Veiller à ce que les capacités auditives ne baissent pas entre 45 et 65 ans diminue les risques de démence
Veiller à ce que, grâce à une approche ciblée, les capacités auditives ne baissent pas entre 45 et 65 ans, diminuerait les risques de cas de démence. » De nouvelles études à grande échelle démontrent qu’un début de baisse d’audition non corrigé entraîne une détérioration des capacités cognitives trois fois plus importante que chez une personne qui entend bien, analyse le Pr Paul Van de Heyning, ORL. Lorsqu’on entend moins bien, on a aussi tendance à s’isoler, ce qui peut entraîner une dépression.

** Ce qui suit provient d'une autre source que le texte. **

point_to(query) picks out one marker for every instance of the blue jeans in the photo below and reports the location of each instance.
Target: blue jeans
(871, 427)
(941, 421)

En s’équipant trop tard d’une aide auditive, on ne rattrape pas les capacités cognitives perdues. «
Accroître l’éducation au début de la vie réduirait par exemple les cas de démences de 8 %. Préserver l’audition au milieu de la vie (45-65 ans) par une prise en charge adaptée réduirait ce chiffre de 9 %. Quant à l’arrêt du tabac chez les plus de 65 ans, il permettrait de faire baisser le nombre de cas de 5 %. Par comparaison, contrer le facteur de risque génétique principal de la maladie d’Alzheimer, caractérisée par la présence de la version d’un gène appelé » APOE4 « , réduirait, lui, le risque de 7 %. » Il est important que ces facteurs de risque soient connus de la population : le mode de vie peut faire beaucoup, notamment l’activité physique et le maintien d’une vie sociale « , estime le Pr Philippe van den Bosch, qui souligne par ailleurs l’influence de facteurs environnementaux. Des perturbateurs endocriniens bien connus comme les parabènes, le bisphénol A, les phtalates ou certains pesticides pourraient en effet être impliqués dans le développement des maladies d’Alzheimer et de Parkinson.
Alzheimer dans la cité
Pour l’heure, les énergies se concentrent sur la prise en charge, avec différentes initiatives qui visent à préserver la qualité de vie des personnes concernées. » Nous avons beaucoup progressé ces dernières années par rapport à la perception qu’on peut avoir de la maladie. Avant, la démence était quelque chose de complètement tabou. Le diagnostic était perçu comme la fin de tout. Notre combat est au contraire de montrer qu’il est possible de maintenir une bonne qualité de vie, même avec Alzheimer « , explique Margaux Leroy. La Charte » Ville Amie Démence « , mise en place pour encourager les pouvoirs locaux à inclure les personnes malades dans la cité, témoigne de cette évolution. Tout comme le » Protocole Disparition Seniors » initié par la police fédérale avec la Ligue Alzheimer pour répondre au problème fréquent des » fugues « . » La prise en charge est un enjeu majeur. Idéalement, bien sûr, il faut être encadré par des parents proches : c’est cela qui permet le maintien des souvenirs, des activités, des relations « , conclut le Pr Philippe van den Bosch.